Creative visualization
Creative visualization (often used in sports visualization) refers to the practice of seeking to effect the outer world via changing one’s thoughts. Creative visualization is the basic technique underlying positive thinking and is often used by athletes to enhance their performance. The concept originally arose in America with the nineteenth century New Thought movement.

One of the first Americans to practice the technique of creative visualization was Wallace Wattles, who wrote The Science of Getting Rich. In this book, Wattles advocated creative visualization as the main technique for realizing one’s goals; a practice that stems from the Hindu Monastic theory of the Universe subscribed to by the book. Wattles’ book is the first of many generations of success books, which are all based on his approach of visualization and personal power. This concept is now rather mainstream but has existed on the intellectual fringe since the early 1800’s.

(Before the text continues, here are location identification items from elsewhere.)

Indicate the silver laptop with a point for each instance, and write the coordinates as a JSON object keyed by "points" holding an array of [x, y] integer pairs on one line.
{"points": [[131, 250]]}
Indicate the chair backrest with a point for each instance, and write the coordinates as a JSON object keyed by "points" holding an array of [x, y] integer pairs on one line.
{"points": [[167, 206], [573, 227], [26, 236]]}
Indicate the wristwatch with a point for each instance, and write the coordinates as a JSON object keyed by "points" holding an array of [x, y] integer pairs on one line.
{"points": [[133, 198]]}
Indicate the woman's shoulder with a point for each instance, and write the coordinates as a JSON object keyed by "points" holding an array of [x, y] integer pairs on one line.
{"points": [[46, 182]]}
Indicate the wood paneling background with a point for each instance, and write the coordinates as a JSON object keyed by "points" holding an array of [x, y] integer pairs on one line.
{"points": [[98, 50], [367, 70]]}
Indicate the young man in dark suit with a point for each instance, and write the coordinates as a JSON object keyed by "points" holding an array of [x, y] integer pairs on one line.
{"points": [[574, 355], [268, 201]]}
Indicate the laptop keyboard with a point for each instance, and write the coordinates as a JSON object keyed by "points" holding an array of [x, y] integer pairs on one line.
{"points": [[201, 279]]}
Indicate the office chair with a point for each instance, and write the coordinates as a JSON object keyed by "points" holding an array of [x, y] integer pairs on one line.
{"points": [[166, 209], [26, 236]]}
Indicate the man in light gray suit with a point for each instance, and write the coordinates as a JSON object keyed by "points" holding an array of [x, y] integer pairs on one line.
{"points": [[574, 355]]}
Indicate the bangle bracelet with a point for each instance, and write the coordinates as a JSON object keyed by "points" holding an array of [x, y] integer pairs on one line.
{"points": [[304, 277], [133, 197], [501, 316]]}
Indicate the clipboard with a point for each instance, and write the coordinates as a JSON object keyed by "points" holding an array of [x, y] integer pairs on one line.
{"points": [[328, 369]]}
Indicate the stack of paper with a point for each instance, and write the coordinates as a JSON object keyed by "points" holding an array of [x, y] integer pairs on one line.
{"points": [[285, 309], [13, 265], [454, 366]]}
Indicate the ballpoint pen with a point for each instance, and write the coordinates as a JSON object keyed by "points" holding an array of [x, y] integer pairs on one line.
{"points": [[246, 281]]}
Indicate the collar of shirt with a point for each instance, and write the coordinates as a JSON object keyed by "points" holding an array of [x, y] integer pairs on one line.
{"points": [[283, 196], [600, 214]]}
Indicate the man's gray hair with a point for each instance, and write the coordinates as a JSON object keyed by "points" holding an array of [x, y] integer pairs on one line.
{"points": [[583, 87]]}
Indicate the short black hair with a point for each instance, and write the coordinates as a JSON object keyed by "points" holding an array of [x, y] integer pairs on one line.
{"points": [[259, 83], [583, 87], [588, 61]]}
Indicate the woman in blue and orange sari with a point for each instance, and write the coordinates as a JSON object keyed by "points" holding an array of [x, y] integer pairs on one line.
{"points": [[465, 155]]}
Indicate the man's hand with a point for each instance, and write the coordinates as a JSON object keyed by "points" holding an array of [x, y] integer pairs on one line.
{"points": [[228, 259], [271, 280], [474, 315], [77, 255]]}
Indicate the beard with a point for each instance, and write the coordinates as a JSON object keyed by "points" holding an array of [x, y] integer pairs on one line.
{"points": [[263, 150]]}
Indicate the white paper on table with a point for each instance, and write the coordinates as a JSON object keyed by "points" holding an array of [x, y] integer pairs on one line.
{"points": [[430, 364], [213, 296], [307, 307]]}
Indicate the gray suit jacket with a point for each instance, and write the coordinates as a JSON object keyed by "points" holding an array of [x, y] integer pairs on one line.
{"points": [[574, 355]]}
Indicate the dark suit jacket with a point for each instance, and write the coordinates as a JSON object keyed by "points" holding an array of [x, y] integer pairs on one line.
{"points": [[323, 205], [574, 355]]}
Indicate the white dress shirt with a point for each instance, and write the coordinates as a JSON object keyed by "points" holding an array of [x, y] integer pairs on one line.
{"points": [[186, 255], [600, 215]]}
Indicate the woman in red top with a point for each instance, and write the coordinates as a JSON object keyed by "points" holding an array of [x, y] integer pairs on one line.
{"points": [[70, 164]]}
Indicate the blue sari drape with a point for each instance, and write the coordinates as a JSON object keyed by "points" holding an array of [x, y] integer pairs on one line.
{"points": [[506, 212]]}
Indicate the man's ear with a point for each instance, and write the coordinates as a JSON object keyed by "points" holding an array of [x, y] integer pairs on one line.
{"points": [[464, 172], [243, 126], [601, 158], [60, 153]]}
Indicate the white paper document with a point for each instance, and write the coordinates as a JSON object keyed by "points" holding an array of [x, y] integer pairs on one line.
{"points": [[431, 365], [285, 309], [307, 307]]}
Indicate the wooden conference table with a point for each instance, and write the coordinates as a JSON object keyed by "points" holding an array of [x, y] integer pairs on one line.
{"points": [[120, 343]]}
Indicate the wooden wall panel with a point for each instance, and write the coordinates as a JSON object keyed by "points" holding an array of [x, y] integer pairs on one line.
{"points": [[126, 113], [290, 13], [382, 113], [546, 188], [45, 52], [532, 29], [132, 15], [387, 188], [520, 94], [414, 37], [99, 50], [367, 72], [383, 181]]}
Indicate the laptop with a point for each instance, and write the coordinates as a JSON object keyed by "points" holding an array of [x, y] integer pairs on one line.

Creative visualization is the technique of using one’s imagination to visualize specific behaviors or events occurring in one’s life. Advocates suggest creating a detailed idea of what one desires and then visualizing it over and over again with all of the senses (i.e., what do you see? what do you feel? what do you hear? what does it smell like?). For example, a golfer may visualize the “perfect” stroke over and over again to mentally train muscle memory.

In one of the most famous studies on creative visualization in sports, Russian scientists compared four groups of Olympic athletes in terms of their training schedules:

* Group 1 = 100% physical training;
* Group 2 – 75% physical training with 25% mental training;
* Group 3 – 50% physical training with 50% mental training;
* Group 4 – 25% physical training with 75% mental training.

Group 4, with 75% of their time devoted to mental training, performed the best. The Soviets had discovered that mental images can act as a prelude to muscular impulses.

In business, particularly in sales, visualization can provide amazing changes in performance.

We all have heard, or should have, that Olympic and professional athletes work with visualization to improve their performance.

Try this:

At the end of your week, sit for a few minutes and plan your upcoming week, then relax and visualize your entire week as planned and imagine it as being supremely successful. See this in as much detail as possible. As the week progresses, finish each evening with a revisualization of what the next day will bring. If you have an important meeting or sales call take one minute just before to visualize a successful result and continue to do this throughout the week.